Luciano Giovannetti (born 26 July 1934) is an Italian ordinary of the Catholic Church and the Bishop Emeritus of Fiesole. He is the current president of the John Paul II Foundation for Dialogue, Cooperation and Development.

Biography 
Luciano Giovannetti was born on 26 July 1934 in Civitella in Val di Chiana, a comune in the Tuscan province of Arezzo.

He was ordained a priest on 15 June 1957 in Arezzo and on 15 February 1978 was simultaneously the Auxiliary Bishop of Arezzo and the Titular Bishop of the Diocese of Zaba. He was consecrated a bishop on 8 April of that year.
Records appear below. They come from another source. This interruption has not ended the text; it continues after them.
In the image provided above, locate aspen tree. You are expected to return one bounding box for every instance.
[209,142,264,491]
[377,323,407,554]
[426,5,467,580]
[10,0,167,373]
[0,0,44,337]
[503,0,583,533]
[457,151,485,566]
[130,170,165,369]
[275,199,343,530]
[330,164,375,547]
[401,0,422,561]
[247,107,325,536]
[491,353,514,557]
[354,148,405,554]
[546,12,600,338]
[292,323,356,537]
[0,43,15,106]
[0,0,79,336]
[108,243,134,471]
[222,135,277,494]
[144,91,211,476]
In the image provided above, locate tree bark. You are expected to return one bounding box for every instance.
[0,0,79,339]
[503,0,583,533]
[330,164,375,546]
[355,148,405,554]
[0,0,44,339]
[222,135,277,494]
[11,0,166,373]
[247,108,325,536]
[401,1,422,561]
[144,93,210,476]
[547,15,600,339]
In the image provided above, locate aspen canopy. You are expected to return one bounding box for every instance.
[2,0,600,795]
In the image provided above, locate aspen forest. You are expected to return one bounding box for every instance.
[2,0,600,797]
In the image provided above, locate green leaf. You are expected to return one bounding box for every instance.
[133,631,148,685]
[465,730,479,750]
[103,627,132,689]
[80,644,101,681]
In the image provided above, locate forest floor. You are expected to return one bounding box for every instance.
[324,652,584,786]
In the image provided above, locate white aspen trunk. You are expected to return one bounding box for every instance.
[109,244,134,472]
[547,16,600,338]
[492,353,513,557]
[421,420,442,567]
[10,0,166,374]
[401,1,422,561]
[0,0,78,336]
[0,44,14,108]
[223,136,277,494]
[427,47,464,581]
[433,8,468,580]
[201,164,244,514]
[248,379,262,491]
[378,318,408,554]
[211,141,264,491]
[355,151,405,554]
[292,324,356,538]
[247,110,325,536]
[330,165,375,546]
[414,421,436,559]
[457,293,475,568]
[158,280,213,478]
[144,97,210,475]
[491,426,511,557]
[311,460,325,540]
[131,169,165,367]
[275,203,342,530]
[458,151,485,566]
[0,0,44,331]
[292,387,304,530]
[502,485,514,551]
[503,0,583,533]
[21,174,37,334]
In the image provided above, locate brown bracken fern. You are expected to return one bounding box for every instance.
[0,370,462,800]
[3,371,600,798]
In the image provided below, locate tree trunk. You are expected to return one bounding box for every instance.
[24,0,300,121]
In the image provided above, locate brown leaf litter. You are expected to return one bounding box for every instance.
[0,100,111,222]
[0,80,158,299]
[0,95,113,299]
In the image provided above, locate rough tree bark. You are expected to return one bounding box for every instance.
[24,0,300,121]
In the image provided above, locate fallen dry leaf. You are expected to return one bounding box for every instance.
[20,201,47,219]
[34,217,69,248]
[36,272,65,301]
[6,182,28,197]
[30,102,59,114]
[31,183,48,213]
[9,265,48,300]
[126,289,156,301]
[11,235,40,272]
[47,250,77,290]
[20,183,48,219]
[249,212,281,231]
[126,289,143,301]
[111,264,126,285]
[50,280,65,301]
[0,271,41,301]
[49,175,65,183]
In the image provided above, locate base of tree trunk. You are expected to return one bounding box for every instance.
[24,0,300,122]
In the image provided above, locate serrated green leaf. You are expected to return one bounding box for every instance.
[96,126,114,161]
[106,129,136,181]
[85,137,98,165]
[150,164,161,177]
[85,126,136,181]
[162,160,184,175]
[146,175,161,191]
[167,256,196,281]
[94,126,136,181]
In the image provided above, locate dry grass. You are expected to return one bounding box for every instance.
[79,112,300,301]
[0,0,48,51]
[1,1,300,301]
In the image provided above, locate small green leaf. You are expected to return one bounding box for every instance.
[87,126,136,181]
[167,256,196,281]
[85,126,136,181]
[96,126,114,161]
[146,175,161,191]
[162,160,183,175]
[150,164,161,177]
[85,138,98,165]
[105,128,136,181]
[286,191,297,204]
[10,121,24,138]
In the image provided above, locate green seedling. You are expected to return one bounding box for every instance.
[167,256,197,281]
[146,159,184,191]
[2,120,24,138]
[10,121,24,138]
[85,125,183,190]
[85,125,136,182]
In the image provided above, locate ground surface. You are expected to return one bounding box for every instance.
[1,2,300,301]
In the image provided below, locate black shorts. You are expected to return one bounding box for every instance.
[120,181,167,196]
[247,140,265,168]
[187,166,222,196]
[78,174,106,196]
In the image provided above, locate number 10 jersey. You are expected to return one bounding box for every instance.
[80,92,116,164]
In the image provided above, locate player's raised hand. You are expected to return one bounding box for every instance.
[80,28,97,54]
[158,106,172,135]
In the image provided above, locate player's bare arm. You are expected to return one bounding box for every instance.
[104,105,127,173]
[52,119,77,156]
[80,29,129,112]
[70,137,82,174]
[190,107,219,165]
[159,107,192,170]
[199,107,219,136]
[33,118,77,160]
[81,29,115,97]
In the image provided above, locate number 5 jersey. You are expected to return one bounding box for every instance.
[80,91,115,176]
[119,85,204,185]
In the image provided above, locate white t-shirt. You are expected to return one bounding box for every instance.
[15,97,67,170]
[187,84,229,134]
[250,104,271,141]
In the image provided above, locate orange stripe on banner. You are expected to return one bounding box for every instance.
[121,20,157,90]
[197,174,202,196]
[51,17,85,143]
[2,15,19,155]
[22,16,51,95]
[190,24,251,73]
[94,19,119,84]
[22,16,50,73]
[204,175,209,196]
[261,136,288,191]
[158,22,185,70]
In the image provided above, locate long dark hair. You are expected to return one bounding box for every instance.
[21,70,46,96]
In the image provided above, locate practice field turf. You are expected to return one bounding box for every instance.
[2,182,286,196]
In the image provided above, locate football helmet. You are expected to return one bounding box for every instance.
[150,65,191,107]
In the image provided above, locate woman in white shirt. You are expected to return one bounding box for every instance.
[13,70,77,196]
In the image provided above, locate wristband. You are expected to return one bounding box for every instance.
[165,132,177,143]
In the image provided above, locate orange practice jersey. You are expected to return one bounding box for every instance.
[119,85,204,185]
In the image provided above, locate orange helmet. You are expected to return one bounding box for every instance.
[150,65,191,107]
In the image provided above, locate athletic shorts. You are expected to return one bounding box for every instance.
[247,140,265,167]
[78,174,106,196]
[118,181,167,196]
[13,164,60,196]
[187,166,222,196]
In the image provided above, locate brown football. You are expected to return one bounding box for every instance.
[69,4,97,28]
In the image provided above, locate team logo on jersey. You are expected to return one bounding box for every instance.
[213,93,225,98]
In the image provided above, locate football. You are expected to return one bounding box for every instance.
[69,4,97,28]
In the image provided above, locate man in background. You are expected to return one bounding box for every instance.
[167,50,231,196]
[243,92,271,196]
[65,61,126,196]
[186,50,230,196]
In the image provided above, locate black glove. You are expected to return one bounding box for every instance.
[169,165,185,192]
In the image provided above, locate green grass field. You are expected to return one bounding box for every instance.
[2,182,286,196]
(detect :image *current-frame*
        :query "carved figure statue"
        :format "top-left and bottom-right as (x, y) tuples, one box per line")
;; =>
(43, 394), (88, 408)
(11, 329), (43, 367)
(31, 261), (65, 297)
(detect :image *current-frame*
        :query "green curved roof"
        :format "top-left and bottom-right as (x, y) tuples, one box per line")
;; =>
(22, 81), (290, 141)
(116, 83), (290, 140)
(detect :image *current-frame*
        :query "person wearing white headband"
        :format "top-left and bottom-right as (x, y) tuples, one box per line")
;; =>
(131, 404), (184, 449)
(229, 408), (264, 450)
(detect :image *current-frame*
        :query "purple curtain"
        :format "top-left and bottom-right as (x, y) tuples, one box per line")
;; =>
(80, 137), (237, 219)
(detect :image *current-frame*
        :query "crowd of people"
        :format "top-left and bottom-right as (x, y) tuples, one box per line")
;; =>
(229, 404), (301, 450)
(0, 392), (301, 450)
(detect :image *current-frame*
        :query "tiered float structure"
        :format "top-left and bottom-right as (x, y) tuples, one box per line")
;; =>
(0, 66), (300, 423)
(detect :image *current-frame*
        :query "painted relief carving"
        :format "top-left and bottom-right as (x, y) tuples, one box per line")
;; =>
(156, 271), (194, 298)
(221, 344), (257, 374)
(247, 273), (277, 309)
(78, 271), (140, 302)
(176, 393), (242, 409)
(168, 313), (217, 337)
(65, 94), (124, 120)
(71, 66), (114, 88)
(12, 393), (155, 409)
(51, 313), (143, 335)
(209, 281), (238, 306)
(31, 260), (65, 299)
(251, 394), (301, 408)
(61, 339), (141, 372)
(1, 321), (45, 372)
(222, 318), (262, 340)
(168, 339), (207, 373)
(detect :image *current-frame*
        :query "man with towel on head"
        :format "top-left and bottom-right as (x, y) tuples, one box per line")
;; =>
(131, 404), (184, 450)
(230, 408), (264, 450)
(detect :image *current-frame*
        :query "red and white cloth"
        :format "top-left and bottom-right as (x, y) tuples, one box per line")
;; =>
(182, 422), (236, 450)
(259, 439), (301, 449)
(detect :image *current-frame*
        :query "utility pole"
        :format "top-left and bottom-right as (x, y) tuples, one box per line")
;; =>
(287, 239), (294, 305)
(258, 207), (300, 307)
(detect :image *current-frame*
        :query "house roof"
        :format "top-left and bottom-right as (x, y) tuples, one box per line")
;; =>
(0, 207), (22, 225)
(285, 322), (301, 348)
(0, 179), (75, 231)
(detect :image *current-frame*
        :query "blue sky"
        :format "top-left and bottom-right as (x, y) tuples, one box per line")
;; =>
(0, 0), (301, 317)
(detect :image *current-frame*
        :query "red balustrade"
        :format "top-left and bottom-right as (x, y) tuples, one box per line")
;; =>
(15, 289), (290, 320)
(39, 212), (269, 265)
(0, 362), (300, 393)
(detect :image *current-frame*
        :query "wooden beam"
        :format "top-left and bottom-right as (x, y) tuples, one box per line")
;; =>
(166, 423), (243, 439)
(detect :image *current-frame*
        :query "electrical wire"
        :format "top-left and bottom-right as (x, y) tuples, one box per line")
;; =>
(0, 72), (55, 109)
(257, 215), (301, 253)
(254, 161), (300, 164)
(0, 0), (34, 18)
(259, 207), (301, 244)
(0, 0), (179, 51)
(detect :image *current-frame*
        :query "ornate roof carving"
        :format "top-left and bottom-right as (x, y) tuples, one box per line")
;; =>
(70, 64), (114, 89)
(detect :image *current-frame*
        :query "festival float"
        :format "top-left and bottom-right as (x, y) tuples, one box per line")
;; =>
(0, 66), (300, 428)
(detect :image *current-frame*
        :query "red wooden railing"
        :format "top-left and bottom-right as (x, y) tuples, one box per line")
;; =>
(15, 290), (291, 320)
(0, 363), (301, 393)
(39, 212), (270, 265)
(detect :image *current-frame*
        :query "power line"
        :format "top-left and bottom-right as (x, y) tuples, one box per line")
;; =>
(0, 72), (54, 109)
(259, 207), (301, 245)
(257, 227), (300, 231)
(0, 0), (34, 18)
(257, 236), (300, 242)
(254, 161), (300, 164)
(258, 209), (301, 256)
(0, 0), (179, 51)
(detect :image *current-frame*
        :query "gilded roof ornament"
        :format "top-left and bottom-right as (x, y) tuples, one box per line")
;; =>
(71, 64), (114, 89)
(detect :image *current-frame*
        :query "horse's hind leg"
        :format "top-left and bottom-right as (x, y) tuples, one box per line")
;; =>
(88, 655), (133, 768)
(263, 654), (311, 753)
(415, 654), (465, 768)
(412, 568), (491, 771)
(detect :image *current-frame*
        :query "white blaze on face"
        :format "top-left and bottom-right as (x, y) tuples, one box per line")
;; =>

The principal consecrator was Telesforo Giovanni Cioli, the Bishop of Cortona, and the principal co-consecrators were Giuseppe Franciolini, Coadjutor Bishop of Arezzo, and Angelo Scapecchi, Titular Bishop of Vicohabentia.

On 27 May 1981, Giovannetti was appointed the Bishop of Fiesole and was installed on 6 September 1981, succeeding Simone Scatizzi. He acted as principal co-consecrator of Rodolfo Cetoloni in 2000. He assumed emeritus status on 13 February 2010 and was succeeded by Mario Meini.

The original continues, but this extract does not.